Within three years, officials said, about 750 law enforcement agencies
nationwide will have access.

In an interview last week, McNulty said the goal is to broaden the pool of
data available to local and state investigators beyond systems such as the
National Crime Information Center, the FBI-run repository of basic criminal
records used by police and sheriff's deputies around the country.

By tapping into the details available in incident reports, interrogation
summaries and other documents, investigators will dramatically improve their
chances of closing cases, he said.

"The goal is that all of U.S. law enforcement will be able to look at each
other's records to solve cases and protect U.S. citizens," McNulty said.
"With OneDOJ, we will essentially hook them up to a pipe that will take them
into its records."

McNulty and other Justice officials emphasize that the information available
in the database already is held individually by the FBI and other federal
agencies. Much information will be kept out of the system, including data
about public corruption cases, classified or sensitive topics, confidential
informants, administrative cases and civil rights probes involving
allegations of wrongdoing by police, officials said.

But civil-liberties and privacy advocates -- many of whom are already
alarmed by the proliferation of federal databases -- warn that granting
broad access to such a system is almost certain to invite abuse and lead to
police mistakes.

Barry Steinhardt, director of the Technology and Liberty Project at the
American Civil Liberties Union, said the main problem is one of "garbage in,
garbage out," because case files frequently include erroneous or unproved
allegations.

"Raw police files or FBI reports can never be verified and can never be
corrected," Steinhardt said. "That is a problem with even more formal and
controlled systems. The idea that they're creating another whole system that
is going to be full of inaccurate information is just chilling."
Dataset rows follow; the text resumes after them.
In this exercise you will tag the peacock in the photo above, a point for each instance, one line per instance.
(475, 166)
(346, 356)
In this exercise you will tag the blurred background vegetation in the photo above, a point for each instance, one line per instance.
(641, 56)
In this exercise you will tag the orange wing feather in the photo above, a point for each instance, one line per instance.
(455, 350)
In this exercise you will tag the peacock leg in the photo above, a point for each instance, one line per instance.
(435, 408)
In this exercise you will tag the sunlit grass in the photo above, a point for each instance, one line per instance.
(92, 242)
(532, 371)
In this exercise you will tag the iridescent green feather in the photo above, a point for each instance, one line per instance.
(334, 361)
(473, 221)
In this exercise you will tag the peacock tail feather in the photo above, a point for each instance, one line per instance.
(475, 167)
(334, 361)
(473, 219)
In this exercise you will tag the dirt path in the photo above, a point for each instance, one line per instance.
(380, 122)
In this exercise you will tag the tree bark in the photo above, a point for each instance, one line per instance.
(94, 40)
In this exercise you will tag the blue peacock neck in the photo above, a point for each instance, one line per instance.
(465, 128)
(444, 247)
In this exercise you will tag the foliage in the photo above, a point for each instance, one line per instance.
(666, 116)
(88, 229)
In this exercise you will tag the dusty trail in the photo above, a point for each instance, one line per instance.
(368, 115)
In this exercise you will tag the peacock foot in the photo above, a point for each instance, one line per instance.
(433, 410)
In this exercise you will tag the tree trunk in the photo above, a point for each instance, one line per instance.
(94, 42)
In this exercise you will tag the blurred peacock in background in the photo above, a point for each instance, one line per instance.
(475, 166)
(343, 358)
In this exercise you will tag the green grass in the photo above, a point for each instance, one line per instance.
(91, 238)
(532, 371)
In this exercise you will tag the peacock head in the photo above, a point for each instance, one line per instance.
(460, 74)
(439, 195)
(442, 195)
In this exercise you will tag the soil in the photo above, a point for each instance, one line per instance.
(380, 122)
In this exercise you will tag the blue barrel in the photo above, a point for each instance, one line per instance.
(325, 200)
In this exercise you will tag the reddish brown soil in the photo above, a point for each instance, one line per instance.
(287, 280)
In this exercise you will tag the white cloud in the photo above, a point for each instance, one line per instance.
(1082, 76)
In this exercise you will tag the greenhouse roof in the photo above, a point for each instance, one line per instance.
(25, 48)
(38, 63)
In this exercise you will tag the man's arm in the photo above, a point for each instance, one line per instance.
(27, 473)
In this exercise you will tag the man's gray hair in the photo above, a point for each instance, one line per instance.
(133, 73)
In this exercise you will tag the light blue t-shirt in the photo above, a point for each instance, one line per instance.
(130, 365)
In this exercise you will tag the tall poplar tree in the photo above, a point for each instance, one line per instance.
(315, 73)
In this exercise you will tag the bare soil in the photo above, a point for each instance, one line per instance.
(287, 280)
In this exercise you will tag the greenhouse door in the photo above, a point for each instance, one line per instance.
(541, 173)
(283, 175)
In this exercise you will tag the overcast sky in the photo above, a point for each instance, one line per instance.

Steinhardt noted that in 2003, the FBI announced that it would no longer
meet the Privacy Act's accuracy requirements for the National Crime
Information Center, its main criminal-background-check database, which is
used by 80,000 law enforcement agencies across the country.

"I look at this system and imagine it will raise many of the same questions
that the whole information-sharing approach is raising across the
government," said Marc Rotenberg, executive director of the Electronic
Privacy Information Center, a Washington-based group that has criticized
many of the government's data-gathering policies.

"Information that's collected in the law enforcement realm can find [its
way] into other arenas and be abused very easily," Rotenberg said.

McNulty and other officials said the data compiled under OneDOJ would be
subject to the same civil-liberties and privacy oversight as any other
Justice Department database. A coordinating committee within Justice will
oversee the database and other information-sharing initiatives, according to
McNulty's memo.

Gene Voegtlin, legislative counsel for the Arlington-based International
Association of Chiefs of Police, said his group welcomes any initiatives to
share more data with local law enforcement agencies.

"The working partnership between the states and the feds has gotten much
better than the pre-9/11 era," Voegtlin said. "But we're still overcoming a
lot of issues, both functional and organizational . . . so we're happy to
see DOJ taking positive steps in that area."